From Brindley & Foster, he moved into increasingly advanced roles at Cradley Foundries and Drayton Beaumont. Each position expanded his understanding — from metallurgical science to production efficiency, from quality control to leadership under pressure.
Eventually, he found his way into aerospace with Goodrich and later Moog, where precision, compliance and performance were non-negotiable.
“Luckily, I worked for great people who believed in me,” Doug says. “I managed to earn a reputation for getting things done, which created career opportunities.”
That reputation — built on delivery, integrity and problem-solving — became the foundation of his leadership philosophy.
Continuous Learning as a Career Strategy
Doug’s apprenticeship did not end with his indentures. It evolved. An apprenticed Metallurgical Engineer, he studied at Sandwell College before continuing his academic journey with the Open University, Warwick Manufacturing Group and Oxford University.
This blend of practical factory-floor experience and advanced strategic education created something powerful: a leader who understands both the shopfloor and the boardroom.
“I’m far more strategic now,” he explains. “Continuous learning fires me up, while I love helping people grow.”
That commitment to learning is now embedded in HT Brigham’s culture — from pressings and metal stamping to toolmaking and engineering excellence, underpinned by AS9100-accredited systems and a drive to remain at the forefront of aerospace and high-integrity manufacturing.
Lessons Forged Early
Doug credits his apprenticeship years with instilling lessons that remain central to his approach today: that discipline matters. Engineering tolerances leave no room for complacency. He learned that reputation compounds, to deliver consistently, and that opportunity follows. To say curious, because skills age quickly unless continuously refreshed.
People make the difference. Good mentors accelerate growth.

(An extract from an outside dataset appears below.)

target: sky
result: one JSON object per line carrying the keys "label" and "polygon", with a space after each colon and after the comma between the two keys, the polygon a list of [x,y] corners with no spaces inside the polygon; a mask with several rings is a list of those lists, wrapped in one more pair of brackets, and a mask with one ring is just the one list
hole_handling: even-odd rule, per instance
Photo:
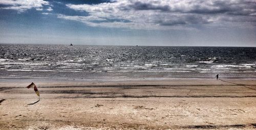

Those early experiences prepared him not simply for technical roles, but for stewardship — culminating in his position as CEO, where he now focuses on delivering a strategy that positions HT Brigham at the heart of the supply chain of the future.
A Moment of Opportunity for UK Manufacturing
Doug believes the UK stands at an inflection point.
“UK manufacturing is still underrated,” he says. “Yet today’s geopolitical winds give us a real chance to reshore work. With clear strategy we can seize that opportunity – provided we attract more young people into the industry and safeguard the skills that once made us the engineering envy of the world.”
Reshoring, supply chain resilience and defence and aerospace demand growth all present tangible opportunity. But without skilled engineers, toolmakers, press operators and metallurgists, that opportunity will pass elsewhere.
For HT Brigham, apprenticeships are not a corporate social responsibility exercise — they are a strategic necessity. They represent the continuity of capability.
From Apprentice to Architect of Strategy
Doug’s journey is not just inspirational; it is instructive. It demonstrates that apprenticeships are foundations for leadership.
From Darlaston to Birmingham, from foundries to aerospace giants, from shopfloor metallurgist to CEO, his career has been one long preparation — forged in heat, shaped by discipline and refined by continuous learning.
As National Apprenticeship Week closes, his message is clear: the future of British manufacturing will not be built on nostalgia, but on skills.
And somewhere, on a factory floor this year, another apprentice may well be starting a journey that ends in the boardroom.